The natural impulse--confronted with such projected surpluses in the short- and medium-run--is to use them: either for tax cuts, or for new federal spending programs, or to pay down the national debt to leave the federal government a decade from now in a better financial position.
But the fiscal position for the next ten years is rosy only under three assumptions:
Are Current Economic Forecasts Reasonable?
The CBO forecasts a slow upward increase in the U.S. unemployment rate of 0.2 percentage points per year in each of the next six years to get the unemployment rate up from its current level of 4.3% to CBO's current 5.5% estimate of the long-run steady-inflation sustainable level of unemployment. CBO projects a steady unemployment rate thereafter.
Given the behavior of the economy in the 1980s and 1990s, a steady-inflation sustainable level of unemployment of 5.5% seems reasonable. Of course, reality will be different from the forecast: the next decade is at least as likely to see a steady-inflation sustainable level of unemployment averaging 4.5% (or below) or 6.5% (or above) than one in the range of 4.5% to 6.5%.
CBO forecasts a rate of growth of potential GDP--the level of production associated with unemployment at its steady-inflation rate--averaging 2.7% per year. Projected growth in real inflation-adjusted GDP over the next six years is 2.3% per year--slower than projected growth in the economy's productive potential because of the rising unemployment rate. Projected growth in real inflation-adjusted GDP over the rest of the ten-year period is equal to the projected rate of growth of potential output: 2.7% per year.
CBO's forecast of potential output growth is significantly faster than the experience of the 1990s by 0.7% per year. This is a big number: over a decade growth faster by 0.7% per year raises the projected level of (nominal) GDP in 2009 by $1 trillion, raises projected federal tax receipts in 2009 by approximately $300 billion. Thus faster potential output growth than seen in the 1990s accounts for two-thirds of the year 2009 projected unified surplus and for one and a half times the projected-on budget surplus.
CBO's forecast of potential output growth is higher for two reasons: first, the estimating agencies have undertaken and are planning revisions to the ways in which they calculate price indices to better take account of improvements in quality and choice; second, CBO is forecasting higher capital accumulation and faster total factor productivity growth.
Each of these two accounts for about half of the change in projected growth vis-à-vis the 1990s.
CBO's assumptions about revised procedures for calculating price indices are reasonable. CBO's assumptions about faster productivity growth and capital accumulation seem less so.

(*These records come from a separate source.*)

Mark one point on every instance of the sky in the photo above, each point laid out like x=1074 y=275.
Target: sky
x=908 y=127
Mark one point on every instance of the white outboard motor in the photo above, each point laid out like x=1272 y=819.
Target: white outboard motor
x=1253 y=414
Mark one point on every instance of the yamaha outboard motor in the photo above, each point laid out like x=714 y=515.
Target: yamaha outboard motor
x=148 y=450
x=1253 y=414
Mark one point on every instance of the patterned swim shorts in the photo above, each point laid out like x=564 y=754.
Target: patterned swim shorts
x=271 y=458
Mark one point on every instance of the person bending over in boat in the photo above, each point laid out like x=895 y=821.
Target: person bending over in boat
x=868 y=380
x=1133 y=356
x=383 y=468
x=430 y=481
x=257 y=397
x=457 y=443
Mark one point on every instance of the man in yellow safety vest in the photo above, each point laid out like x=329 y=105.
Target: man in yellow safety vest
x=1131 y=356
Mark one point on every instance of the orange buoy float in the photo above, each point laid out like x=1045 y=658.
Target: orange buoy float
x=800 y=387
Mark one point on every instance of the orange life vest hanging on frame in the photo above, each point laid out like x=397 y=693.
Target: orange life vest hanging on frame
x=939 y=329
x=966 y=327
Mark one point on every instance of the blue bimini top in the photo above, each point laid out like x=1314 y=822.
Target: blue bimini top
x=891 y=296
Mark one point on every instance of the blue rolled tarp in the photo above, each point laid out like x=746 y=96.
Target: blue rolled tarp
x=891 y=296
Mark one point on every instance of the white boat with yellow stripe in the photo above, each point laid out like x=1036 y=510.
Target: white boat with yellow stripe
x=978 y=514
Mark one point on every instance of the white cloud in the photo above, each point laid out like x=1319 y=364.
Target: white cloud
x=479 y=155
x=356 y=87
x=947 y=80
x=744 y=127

A higher rate of investment and of productivity growth over the next decade would be welcome. But where is the evidence that it is coming to pass?
Revising down the projected rate of labor productivity growth over the next decade by 0.4% per year reduces the year-2009 projected surplus by $190 billion (and reduces projected surpluses in intermediate years by proportional amounts).
Of course, actual economic growth outcomes over the next decade are likely to be either much better or much worse than CBO is now proposing--only we cannot now tell which.
Which Budget Concept Is Relevant? The "Unified" or the "On-Budget" Surplus?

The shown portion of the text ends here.